The term "miscegenation" has been used to refer to interracial marriage and interracial sex, and more generally to the global process of racial admixture that has taken place since the Age of Discoveries, particularly through the European colonization of the Americas and the Atlantic slave trade. Historically the term has been used in the context of ethnocentric or racist attitudes and practices, such as the enactment of laws banning interracial marriage and sex, so-called anti-miscegenation laws. It is therefore a loaded word and is considered offensive by many.

Today, the word "miscegenation" is still used when referring to past ethnocentric and racist attitudes and practices concerning multiraciality. It is also still in use by some as a general term encompassing the different social and demographic aspects of "race-mixing". However, because of its controversial history, other terms such as "interracial" or "interethnic" are more common in contemporary usage. In genetics, the term "admixture" is used for the interbreeding of people of different ethnicities or races. Sociologists also use the terms "outmarriage" or exogamy (the opposite of "inmarriage" or endogamy) for marriage and procreation within marriage with someome from outside of one's social group. However, the boundary of a particular social group does not have to be "racial", it can also be based on religion, culture, lineage or ethnicity.

In Spanish, Portuguese and French, the words used to describe the mixing of "races" are mestizaje, mestiçagem and métissage. These words, much older than the term miscegenation, are derived from the Late Latin mixticius for "mixed" and from the Spanish word mestizo. Portuguese also uses miscigenação, a direct translation of miscegenation. These non-English terms for "race-mixing" are not considered as offensive as "miscegenation", although they have historically been tied to the caste system (Casta) that was established in Latin America during the colonial era.

The concept of miscegenation is tied to concepts of racial difference. As the different connotations and etymologies of miscegenation and mestizaje suggest, definitions of race, "race mixing" and multiraciality have diverged globally as well as historically, depending on changing social circumstances and cultural perceptions. Thus, mestizo are people of mixed white and indigenous, usually Amerindian ancestry who do not self-identify as indigenous peoples or Native Americans. In Canada however, the Métis, who also have partly Amerindian and parly white, often French-Canadian, ancestry, are a constitutionally recognized aboriginal people.

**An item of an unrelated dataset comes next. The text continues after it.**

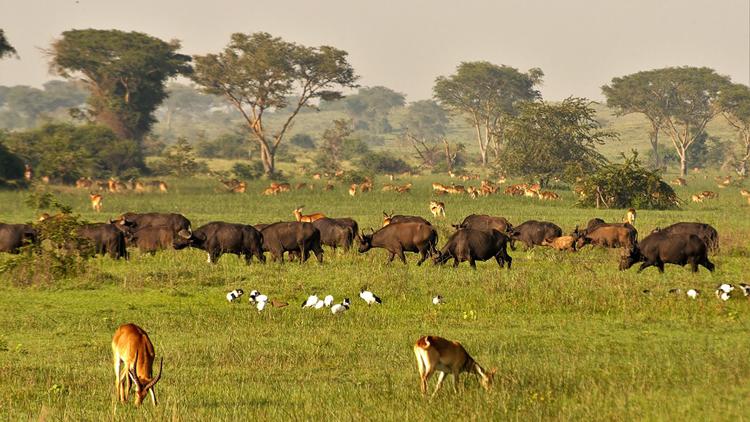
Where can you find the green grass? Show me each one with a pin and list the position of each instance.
(573, 338)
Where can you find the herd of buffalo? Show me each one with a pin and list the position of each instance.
(477, 238)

The differences between related terms and words that encompass aspects of "racial" admixture show the impact of different historical and cultural factors leading to changing social interpretations of race and ethnicity. Thus the Comte de Montlosier, in exile during the French Revolution, equated class difference in eighteenth century France with "racial" difference. Borrowing Boulainvilliers' discourse on the "Nordic race" as being the French aristocracy that invaded the plebeian "Gauls", he showed his contempt for the lowest social class, the Third Estate, calling it "this new people born of slaves ... mixture of all races and of all times".

Etymological history

Miscegenation comes from the Latin miscere, "to mix" and genus, "kind". The word was coined in the U.S. in 1863, and the etymology of the word is tied up with political conflicts during the American Civil War over the abolition of slavery and over the racial segregation of African-Americans. The reference to "genus" was made to emphasize the supposedly distinct biological differences between whites and non-whites. In fact, all humans belong to the same genus, Homo, to the same species, Homo sapiens and to the same subspecies, Homo sapiens sapiens.

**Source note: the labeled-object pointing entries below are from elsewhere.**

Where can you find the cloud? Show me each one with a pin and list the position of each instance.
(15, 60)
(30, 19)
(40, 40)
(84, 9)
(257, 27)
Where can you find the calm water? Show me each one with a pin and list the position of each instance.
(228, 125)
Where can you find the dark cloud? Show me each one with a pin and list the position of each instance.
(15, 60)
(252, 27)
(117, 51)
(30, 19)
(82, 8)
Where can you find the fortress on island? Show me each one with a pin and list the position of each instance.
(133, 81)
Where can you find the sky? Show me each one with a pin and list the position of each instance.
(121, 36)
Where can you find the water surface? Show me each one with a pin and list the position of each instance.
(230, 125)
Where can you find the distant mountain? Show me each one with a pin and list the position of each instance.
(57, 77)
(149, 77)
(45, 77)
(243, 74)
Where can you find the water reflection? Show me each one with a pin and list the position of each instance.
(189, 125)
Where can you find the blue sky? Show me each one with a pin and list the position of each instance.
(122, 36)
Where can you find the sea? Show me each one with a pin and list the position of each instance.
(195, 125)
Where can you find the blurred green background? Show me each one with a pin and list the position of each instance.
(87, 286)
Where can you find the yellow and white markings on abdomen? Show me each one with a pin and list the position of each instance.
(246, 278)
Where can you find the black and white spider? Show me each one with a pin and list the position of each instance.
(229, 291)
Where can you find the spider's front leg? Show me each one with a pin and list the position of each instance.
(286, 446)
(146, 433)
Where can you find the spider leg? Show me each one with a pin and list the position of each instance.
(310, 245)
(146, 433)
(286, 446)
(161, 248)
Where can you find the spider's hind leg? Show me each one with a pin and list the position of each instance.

The word was coined in an anonymous propaganda pamphlet printed in New York City in December 1863, entitled Miscegenation: The Theory of the Blending of the Races, Applied to the American White Man and Negro.[1] The pamphlet, which was a hoax, purported to be in favor of promoting the intermarriage of whites and blacks until these "races" were indistinguishably mixed, claiming that this was the goal of the United States Republican Party. The real authors were David Goodman Croly, managing editor of the New York World, a Democratic Party paper, and George Wakeman, a World reporter.

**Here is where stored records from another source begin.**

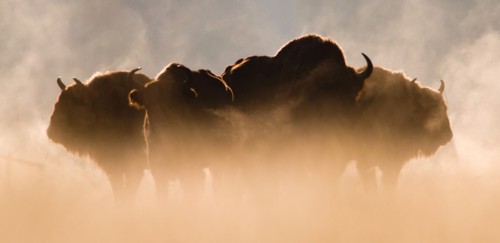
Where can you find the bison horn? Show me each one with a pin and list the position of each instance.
(78, 82)
(61, 84)
(130, 76)
(369, 68)
(441, 88)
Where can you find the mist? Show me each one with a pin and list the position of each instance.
(49, 195)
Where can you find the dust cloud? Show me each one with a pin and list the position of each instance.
(49, 195)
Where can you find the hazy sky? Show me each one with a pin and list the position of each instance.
(458, 41)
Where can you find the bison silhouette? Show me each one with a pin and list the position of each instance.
(94, 119)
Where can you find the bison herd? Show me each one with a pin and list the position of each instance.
(302, 111)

The anonymous pamphlet was later exposed as an attempt by Democrats (the so-called Copperheads) to discredit the Republicans, the Lincoln administration, and the abolitionist movement by exploiting the racist fears common among whites. The pamphlet and variations on it were reprinted widely in communities on both sides of the American Civil War by opponents of Republicans. Only in November 1864 did it become known that the pamphlet was a hoax. By then, the word miscegenation had entered the common language of the day as a popular buzzword in political and social discourse. The issue of miscegenation, raised by the opponents of Lincoln, featured prominently in the election campaign of 1864.

In the United States, the concept of miscegenation has been used to focus primarily on the intermarriage of white people and non-whites, and especially black people. Before the publication of Miscegenation, the word amalgamation, borrowed from metallurgy, had been in use as a general term for ethnoracial intermixing. A contemporary usage of this metaphor was Ralph Waldo Emerson's private vision in 1845 of America as an ethnoracial smelting-pot, a variation on the concept of the melting pot. Attitudes in the U.S toward the desirability of such intermixing, including that between white Protestants and Irish Catholic immigrants, were divided. The term miscegenation was coined to refer specifically to the intermarriage of blacks and whites, and with the intention of stirring up debate over this at the time controversial issue.[2]

Laws banning miscegenation

See also: Anti-miscegenation laws

Laws banning "race-mixing" were enforced in Nazi Germany, in South Africa during the Apartheid era and in individual U.S. states from the Colonial era until 1967. All these laws primarily banned marriage between spouses of different racially or ethnically defined groups, which was termed "amalgamation" or "miscegenation" in the U.S. The laws in Nazi-Germany and South Africa under Apartheid, and many of the U.S. state laws, also targeted sexual relations between such individuals.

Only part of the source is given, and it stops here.